1990年代以降、遺伝子組換え作物と疾病が急増

 2012年に制作された『遺伝子組み換えルーレット~生命のギャンブル』。この映画には、医者や医療分野の研究者、自閉症やアレルギーに苦しむ子どもの親たち、家畜の健康障害を扱った獣医などが登場し、多くの証言と科学的な見地から、遺伝子組換えと健康問題との因果関係を追究しています。

 映画では、アメリカにおける糖尿病患者数の推移と遺伝子組換え作物の耕作割合の推移とのグラフを比較。90年代後半、農地における遺伝子組換え作物の耕作割合は急激に増えましたが、糖尿病の患者数も90年代後半に急増し、グラフ上でもほとんど同じように推移しています。そのほか、統計を比べてみると、腎臓病、内臓疾患、腸の病気、がんにおいても、同様の傾向を示しています。

糖尿病患者数の割合とグリホサート(除草剤の一種)、遺伝子組換え耕作の割合の比較
(黄色:糖尿病患者の人口割合/青:遺伝子組換え大豆・とうもろこしの耕作割合/赤:大豆・とうもろこしへのグリホサート散布の割合を示す)
※Swanson, N. Leu, A. Abrahamson, J. Wallet, B. 2014. Genetically engineered crops, glyphosate and the deterioration of health in the United States of America. Journal of Organic Systems, 9(2), 17. [online]

 この映画の日本語版の翻訳監修者でもある株式会社オルター・トレード・ジャパン政策室の印鑰(いんやく)智哉さんは、次のように解説します。

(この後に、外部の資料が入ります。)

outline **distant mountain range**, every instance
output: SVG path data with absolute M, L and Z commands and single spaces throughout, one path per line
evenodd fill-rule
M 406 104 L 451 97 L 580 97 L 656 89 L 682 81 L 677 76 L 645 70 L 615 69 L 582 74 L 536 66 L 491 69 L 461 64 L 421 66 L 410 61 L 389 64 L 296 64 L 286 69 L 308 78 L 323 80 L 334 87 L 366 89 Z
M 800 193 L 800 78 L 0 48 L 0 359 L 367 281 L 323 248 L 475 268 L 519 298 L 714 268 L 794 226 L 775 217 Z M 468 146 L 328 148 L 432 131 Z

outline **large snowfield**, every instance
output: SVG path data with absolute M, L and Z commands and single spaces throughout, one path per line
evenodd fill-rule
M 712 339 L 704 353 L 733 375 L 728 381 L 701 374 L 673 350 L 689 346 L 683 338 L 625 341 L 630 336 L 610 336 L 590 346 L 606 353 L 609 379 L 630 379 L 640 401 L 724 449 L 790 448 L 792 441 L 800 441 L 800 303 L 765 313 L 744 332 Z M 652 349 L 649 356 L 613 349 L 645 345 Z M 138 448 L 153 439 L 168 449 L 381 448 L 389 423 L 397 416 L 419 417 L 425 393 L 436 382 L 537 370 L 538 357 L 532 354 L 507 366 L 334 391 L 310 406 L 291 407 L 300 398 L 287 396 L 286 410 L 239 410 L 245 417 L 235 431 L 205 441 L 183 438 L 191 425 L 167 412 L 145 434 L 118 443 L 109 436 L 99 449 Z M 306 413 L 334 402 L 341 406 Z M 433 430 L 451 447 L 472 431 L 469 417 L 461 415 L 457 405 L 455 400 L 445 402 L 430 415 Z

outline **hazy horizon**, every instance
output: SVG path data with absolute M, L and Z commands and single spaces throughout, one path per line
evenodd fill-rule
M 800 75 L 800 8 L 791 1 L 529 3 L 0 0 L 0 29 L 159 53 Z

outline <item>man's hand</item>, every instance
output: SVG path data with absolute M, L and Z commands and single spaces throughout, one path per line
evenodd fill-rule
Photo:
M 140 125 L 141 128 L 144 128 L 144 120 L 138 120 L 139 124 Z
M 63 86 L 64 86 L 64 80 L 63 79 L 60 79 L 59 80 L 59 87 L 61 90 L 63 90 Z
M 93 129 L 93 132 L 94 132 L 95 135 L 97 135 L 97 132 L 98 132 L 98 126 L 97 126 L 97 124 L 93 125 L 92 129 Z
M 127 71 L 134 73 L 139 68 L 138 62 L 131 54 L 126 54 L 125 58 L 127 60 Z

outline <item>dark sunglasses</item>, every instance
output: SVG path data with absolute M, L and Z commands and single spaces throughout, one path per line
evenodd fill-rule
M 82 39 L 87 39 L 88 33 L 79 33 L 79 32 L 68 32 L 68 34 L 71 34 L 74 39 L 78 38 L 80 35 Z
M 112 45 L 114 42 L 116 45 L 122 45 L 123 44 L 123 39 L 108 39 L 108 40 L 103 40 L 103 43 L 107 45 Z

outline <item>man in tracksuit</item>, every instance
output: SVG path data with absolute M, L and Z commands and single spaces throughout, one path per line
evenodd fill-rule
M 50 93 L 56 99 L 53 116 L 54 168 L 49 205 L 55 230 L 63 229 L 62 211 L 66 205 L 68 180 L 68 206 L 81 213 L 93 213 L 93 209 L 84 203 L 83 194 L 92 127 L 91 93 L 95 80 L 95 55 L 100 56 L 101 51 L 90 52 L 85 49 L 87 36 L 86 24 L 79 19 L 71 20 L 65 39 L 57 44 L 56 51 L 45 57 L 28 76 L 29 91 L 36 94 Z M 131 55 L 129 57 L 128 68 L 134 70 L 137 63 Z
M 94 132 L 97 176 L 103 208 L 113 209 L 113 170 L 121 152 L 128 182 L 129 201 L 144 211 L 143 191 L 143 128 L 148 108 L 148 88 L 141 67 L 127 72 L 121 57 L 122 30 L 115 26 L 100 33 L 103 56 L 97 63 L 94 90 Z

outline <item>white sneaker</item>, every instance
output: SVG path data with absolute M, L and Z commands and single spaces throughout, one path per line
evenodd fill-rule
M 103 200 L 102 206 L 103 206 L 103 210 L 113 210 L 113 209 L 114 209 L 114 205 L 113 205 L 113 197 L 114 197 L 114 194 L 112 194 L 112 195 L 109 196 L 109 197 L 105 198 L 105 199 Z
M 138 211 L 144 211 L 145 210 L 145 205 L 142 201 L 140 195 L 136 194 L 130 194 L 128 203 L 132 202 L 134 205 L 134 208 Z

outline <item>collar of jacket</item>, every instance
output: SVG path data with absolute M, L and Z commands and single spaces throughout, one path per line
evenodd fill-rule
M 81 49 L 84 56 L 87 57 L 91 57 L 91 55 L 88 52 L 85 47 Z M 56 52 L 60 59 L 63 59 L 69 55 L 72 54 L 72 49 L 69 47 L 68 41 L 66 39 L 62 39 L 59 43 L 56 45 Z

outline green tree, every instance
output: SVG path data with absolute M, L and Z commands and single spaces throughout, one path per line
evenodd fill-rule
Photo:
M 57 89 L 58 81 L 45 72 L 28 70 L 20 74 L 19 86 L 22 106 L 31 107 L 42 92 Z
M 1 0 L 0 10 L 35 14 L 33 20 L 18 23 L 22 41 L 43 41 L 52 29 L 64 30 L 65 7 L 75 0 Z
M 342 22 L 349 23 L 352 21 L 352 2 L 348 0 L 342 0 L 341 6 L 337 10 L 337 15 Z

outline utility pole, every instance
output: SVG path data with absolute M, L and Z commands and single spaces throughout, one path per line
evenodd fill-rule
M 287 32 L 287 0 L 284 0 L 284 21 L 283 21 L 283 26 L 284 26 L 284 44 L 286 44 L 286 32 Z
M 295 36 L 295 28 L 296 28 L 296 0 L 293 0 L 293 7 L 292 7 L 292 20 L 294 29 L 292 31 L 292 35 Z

「比較したグラフ自体は、遺伝子組換えとの間の因果関係を示すものではありません。しかし最近では研究も進んで、遺伝子組換えが健康被害に大きく関わっていることを指摘する論文が数多く出てきています」

 印鑰さんが紹介するのは、害虫に抵抗性を持たせた遺伝子組換え作物についての論文(※)。研究によれば、害虫を殺すために組み込まれた毒素が、ヒトの細胞にも有害であると報告されています。映画では、この毒素が人や家畜の腸に細かい穴を開け、免疫疾患などを引き起こしている疑いが指摘されています。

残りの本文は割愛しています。